Another of the attached receipts is dated __________ for the purchase of a down jacket (for children), and the incident itself occurred in ____________, I am required to pay the full cost of the down jacket, which I consider inappropriate.
Based on Article 67 of the Code of Civil Procedure of the Russian Federation:
1. The court evaluates the evidence according to its inner conviction, based on a comprehensive, complete, objective and direct examination of the evidence available in the case.
2. No evidence has a predetermined force for the court.
3. The court evaluates the relevance, admissibility, reliability of each evidence separately, as well as the sufficiency and interconnection of evidence in their totality.
4. The court must reflect the results of the assessment of evidence in the decision, which contains the reasons why some evidence is accepted as a means of substantiating the conclusions of the court, other evidence is rejected by the court, as well as the grounds on which one evidence is given preference over others.
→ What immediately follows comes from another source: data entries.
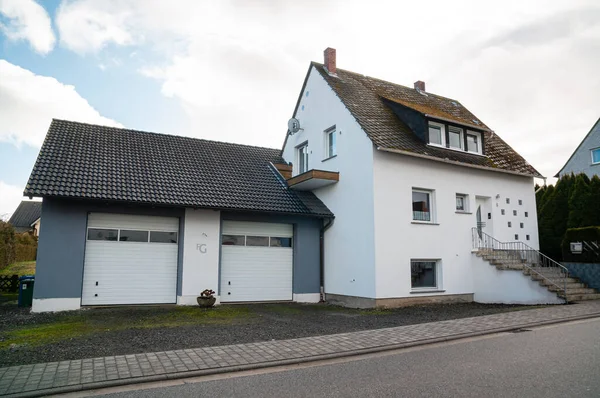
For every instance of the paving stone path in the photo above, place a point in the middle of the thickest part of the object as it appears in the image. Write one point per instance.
(81, 374)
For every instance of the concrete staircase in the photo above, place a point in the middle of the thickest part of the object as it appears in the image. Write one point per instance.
(552, 278)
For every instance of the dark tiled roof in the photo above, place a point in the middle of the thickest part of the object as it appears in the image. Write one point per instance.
(365, 98)
(26, 214)
(79, 160)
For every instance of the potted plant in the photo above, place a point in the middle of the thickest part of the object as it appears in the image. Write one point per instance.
(206, 298)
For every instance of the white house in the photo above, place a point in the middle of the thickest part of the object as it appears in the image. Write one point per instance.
(409, 175)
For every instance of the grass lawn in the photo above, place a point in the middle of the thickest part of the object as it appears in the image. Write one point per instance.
(87, 333)
(21, 268)
(68, 325)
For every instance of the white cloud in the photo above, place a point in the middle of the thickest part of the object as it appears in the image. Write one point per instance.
(87, 26)
(527, 69)
(10, 197)
(27, 20)
(28, 102)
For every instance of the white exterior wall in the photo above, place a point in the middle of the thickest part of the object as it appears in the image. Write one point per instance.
(507, 287)
(349, 242)
(201, 240)
(398, 239)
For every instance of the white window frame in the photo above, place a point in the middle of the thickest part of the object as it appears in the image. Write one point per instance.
(330, 133)
(299, 148)
(465, 199)
(479, 142)
(432, 204)
(438, 275)
(442, 128)
(461, 137)
(592, 155)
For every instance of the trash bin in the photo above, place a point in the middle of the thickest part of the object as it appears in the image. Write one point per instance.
(26, 283)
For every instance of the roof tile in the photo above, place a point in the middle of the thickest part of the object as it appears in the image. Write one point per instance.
(80, 160)
(364, 97)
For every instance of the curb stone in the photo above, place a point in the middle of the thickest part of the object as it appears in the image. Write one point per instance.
(285, 362)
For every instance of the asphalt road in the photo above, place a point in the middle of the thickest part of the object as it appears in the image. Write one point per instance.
(557, 361)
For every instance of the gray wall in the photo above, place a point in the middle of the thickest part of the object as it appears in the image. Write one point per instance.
(581, 161)
(588, 273)
(61, 245)
(306, 276)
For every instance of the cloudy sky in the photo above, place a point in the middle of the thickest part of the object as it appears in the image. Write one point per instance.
(232, 70)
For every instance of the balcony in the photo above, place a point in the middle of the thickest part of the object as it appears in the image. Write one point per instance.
(313, 179)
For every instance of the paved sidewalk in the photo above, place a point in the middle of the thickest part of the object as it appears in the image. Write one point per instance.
(65, 376)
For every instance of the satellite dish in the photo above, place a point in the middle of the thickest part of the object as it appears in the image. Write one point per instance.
(294, 125)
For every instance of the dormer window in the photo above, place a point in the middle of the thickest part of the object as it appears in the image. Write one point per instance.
(437, 134)
(302, 158)
(596, 156)
(455, 137)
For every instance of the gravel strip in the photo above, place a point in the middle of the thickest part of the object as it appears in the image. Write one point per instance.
(267, 322)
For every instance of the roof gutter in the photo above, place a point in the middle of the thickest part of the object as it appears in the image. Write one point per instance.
(454, 162)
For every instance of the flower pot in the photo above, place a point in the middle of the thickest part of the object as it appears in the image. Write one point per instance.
(206, 302)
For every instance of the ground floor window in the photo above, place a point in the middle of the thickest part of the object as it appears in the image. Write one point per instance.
(424, 274)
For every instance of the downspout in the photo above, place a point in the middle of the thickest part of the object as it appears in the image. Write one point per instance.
(325, 227)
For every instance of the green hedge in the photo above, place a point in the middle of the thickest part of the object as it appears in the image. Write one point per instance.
(15, 247)
(586, 234)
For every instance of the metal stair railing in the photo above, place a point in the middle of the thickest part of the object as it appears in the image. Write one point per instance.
(520, 253)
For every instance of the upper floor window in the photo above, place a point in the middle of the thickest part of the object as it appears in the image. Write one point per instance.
(422, 205)
(436, 133)
(455, 137)
(596, 156)
(474, 142)
(330, 143)
(302, 155)
(462, 202)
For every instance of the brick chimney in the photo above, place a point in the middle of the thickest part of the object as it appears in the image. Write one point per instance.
(329, 60)
(420, 86)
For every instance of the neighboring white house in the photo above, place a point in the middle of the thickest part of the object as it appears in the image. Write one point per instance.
(408, 175)
(586, 158)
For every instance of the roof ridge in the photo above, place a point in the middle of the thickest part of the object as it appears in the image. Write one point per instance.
(389, 82)
(162, 134)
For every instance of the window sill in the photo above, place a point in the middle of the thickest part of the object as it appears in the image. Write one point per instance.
(457, 150)
(425, 291)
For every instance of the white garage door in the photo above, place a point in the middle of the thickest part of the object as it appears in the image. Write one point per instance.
(130, 259)
(256, 261)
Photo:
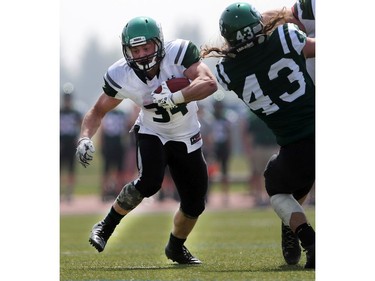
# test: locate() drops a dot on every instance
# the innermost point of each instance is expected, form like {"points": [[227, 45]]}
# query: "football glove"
{"points": [[164, 98], [85, 151]]}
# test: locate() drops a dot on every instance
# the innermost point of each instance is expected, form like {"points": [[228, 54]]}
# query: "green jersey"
{"points": [[272, 80]]}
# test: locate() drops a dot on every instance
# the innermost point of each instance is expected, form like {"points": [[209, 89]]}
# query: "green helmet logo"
{"points": [[239, 23], [139, 31]]}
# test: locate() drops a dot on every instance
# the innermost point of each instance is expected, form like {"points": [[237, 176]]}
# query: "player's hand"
{"points": [[164, 98], [85, 151]]}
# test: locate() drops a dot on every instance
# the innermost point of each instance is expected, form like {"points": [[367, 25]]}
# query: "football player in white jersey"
{"points": [[167, 129]]}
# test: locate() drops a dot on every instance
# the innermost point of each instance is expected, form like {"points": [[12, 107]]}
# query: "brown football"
{"points": [[175, 84]]}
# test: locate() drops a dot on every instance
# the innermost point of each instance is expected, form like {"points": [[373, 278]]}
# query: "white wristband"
{"points": [[178, 97]]}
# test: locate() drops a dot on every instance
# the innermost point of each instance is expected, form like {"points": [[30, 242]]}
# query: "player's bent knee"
{"points": [[284, 205], [129, 197], [193, 211]]}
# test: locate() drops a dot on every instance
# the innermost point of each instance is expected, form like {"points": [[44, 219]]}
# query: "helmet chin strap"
{"points": [[148, 66]]}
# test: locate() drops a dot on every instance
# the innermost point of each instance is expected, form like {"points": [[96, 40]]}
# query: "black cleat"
{"points": [[182, 257], [100, 234], [290, 245], [310, 257]]}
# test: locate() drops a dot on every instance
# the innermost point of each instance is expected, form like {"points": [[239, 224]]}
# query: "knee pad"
{"points": [[193, 211], [129, 197], [284, 205]]}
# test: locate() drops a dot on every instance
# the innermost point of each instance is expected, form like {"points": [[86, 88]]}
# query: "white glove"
{"points": [[164, 98], [85, 151]]}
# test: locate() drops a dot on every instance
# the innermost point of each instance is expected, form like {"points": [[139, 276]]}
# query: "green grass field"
{"points": [[233, 245]]}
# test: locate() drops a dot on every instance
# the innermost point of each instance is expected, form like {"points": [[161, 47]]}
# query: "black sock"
{"points": [[306, 235], [113, 218], [175, 243]]}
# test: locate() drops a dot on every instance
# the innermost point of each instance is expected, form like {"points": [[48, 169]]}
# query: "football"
{"points": [[175, 84]]}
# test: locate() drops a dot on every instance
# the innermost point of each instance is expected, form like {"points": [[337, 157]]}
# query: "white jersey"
{"points": [[304, 11], [178, 124]]}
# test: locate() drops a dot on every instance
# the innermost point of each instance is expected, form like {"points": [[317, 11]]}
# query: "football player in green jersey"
{"points": [[265, 65]]}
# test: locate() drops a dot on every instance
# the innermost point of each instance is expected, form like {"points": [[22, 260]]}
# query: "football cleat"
{"points": [[182, 257], [290, 245], [310, 257], [100, 234]]}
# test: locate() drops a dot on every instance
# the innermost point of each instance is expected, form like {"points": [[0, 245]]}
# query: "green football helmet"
{"points": [[138, 31], [240, 23]]}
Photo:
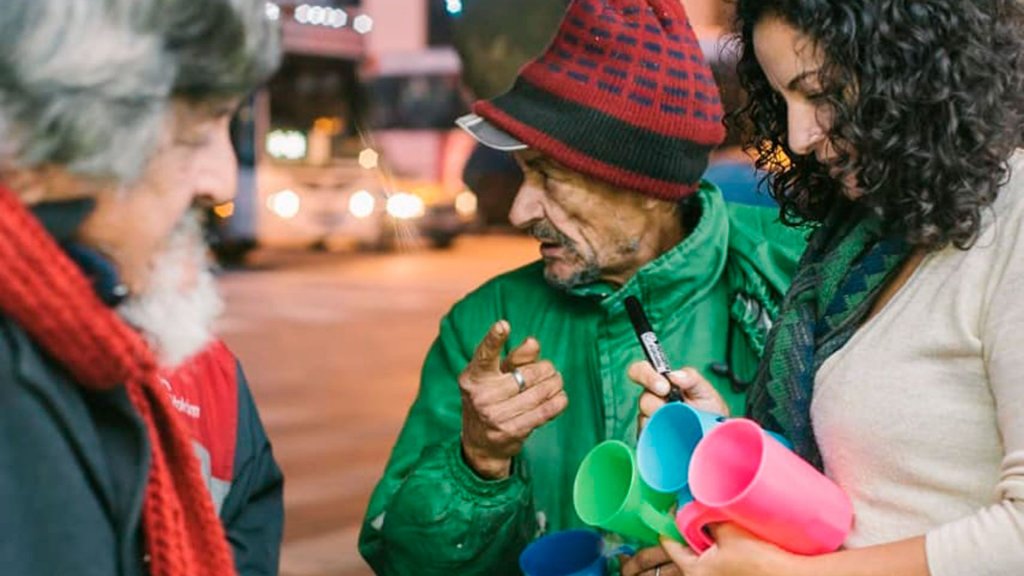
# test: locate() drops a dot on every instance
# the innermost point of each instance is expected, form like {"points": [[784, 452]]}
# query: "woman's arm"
{"points": [[737, 552]]}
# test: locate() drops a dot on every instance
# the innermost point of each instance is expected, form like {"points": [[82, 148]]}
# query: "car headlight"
{"points": [[285, 203], [465, 204], [361, 204], [406, 206]]}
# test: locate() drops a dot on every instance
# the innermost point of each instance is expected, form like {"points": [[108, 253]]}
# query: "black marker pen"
{"points": [[648, 341]]}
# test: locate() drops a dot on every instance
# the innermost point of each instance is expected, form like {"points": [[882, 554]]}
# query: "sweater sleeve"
{"points": [[430, 513], [990, 542]]}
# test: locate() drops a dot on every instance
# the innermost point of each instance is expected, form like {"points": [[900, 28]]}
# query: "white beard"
{"points": [[176, 313]]}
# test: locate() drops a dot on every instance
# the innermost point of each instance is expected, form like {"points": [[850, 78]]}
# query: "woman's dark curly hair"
{"points": [[928, 96]]}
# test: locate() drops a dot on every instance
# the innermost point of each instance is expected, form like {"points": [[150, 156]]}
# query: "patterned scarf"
{"points": [[847, 262], [43, 291]]}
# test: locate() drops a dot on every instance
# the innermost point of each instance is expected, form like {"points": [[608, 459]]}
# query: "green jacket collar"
{"points": [[681, 275]]}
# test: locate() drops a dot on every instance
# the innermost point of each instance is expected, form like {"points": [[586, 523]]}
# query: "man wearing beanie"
{"points": [[129, 443], [612, 126]]}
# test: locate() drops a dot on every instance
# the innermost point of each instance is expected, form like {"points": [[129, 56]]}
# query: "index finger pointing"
{"points": [[488, 353]]}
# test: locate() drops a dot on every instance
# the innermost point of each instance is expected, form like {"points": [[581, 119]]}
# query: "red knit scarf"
{"points": [[46, 294]]}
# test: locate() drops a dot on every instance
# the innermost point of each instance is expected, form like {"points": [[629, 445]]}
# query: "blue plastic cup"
{"points": [[667, 444], [571, 552]]}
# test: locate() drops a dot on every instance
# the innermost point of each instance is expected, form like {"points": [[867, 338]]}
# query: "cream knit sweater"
{"points": [[921, 416]]}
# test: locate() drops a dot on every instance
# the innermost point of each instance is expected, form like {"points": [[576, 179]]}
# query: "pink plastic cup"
{"points": [[738, 476]]}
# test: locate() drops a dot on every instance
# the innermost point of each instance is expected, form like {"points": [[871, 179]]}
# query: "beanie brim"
{"points": [[598, 145], [488, 134]]}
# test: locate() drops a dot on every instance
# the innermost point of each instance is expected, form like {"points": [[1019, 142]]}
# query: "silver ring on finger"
{"points": [[519, 380]]}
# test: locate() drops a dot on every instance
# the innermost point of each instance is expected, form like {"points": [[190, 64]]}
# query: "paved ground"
{"points": [[332, 344]]}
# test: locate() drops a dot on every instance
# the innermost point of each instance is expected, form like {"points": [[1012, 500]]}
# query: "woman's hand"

5. When evaluating documents or other written evidence, the court is obliged, taking into account other evidence, to make sure that such a document or other written evidence comes from a body authorized to present this type of evidence, signed by a person entitled to affix the document with a signature, contains all other essential details this type of evidence.
6. When evaluating a copy of a document or other written evidence, the court checks whether the content of the copy of the document has changed in comparison with its original during copying, what technique was used to copy it, whether copying guarantees the identity of the copy of the document and its original, how the copy was saved document.
7. The court cannot consider proven circumstances that are confirmed only by a copy of a document or other written evidence, if the original document is lost and not handed over to the court, and the copies of this document submitted by each of the disputing parties are not identical to each other, and it is impossible to establish the true content of the original document using other evidence.

Based on the foregoing:

ASK:
1. Refuse the Claimant to satisfy the claims in full.